From mid-August to November 20, 2014, CDC or state public health laboratories have confirmed a total of 1,121 people in 47 states and the District of Columbia with respiratory illness caused by EV-D68.*
Reports from most states over the last couple months have indicated reduced EV-D68-like illness activity. However, EV-D68 infections could continue through late fall. Over the last two weeks that CDC obtained reports, some states reported increasing respiratory illness activity. However, since other seasonal respiratory viruses, such as influenza and respiratory syncytial virus, are starting to circulate now, we are not sure if this increase is caused by these seasonal viruses or EV-D68. See Activity of Enterovirus D68-like Illness in States.
Every year, enteroviruses and rhinoviruses cause millions of respiratory illnesses in children. This year, EV-D68 has been the most common type of enterovirus identified, leading to increases in illnesses among children and affecting those with asthma most severely. Other rhinoviruses and enteroviruses continue to be detected as well.

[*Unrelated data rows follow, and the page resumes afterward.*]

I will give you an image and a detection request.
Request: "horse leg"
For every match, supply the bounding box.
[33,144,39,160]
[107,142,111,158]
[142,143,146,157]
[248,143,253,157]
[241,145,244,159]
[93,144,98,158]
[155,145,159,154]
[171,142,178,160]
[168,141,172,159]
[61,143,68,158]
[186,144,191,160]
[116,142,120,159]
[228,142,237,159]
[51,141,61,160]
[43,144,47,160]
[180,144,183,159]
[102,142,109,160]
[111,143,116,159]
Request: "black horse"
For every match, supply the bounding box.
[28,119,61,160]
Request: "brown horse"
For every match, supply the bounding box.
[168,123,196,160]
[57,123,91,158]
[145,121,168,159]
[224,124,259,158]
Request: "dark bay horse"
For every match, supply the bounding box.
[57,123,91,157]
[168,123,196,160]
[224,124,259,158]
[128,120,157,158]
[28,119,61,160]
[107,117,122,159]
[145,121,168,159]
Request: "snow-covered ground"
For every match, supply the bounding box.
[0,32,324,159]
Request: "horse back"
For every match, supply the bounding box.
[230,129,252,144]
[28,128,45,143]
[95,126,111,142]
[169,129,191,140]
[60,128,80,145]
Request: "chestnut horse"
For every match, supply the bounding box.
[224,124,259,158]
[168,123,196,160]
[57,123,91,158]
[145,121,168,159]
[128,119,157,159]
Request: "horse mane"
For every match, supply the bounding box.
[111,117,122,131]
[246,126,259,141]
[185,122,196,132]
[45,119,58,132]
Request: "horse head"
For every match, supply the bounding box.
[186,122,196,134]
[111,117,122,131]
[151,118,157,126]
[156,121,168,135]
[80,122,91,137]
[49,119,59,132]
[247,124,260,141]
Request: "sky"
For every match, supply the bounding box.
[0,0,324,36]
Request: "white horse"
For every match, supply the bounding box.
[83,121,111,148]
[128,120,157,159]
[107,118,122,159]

CDC has received substantially more specimens for enterovirus lab testing than usual this year, due to the large outbreak of EV-D68 and related hospitalizations.
CDC has prioritized testing of specimens from children with severe respiratory illness. There are likely many children affected with milder forms of illness.
Of the more than 2,500 specimens tested by the CDC lab, about 40% have tested positive for EV-D68. About one third have tested positive for an enterovirus or rhinovirus other than EV-D68.
Almost all the confirmed cases this year of EV-D68 infection have been among children. Many of the children had asthma or a history of wheezing.
EV-D68 has been detected in specimens from 12* patients who died and had samples submitted for testing. CDC is reporting test results to state health departments as we obtain them.
State and local officials have the authority to determine the cause of death, including the role that EV-D68 may have played. They also have the authority to determine the appropriate information to release, and the time to release it. CDC will defer to states to provide this information.
*Investigations are ongoing; CDC reviews and updates available data every Thursday.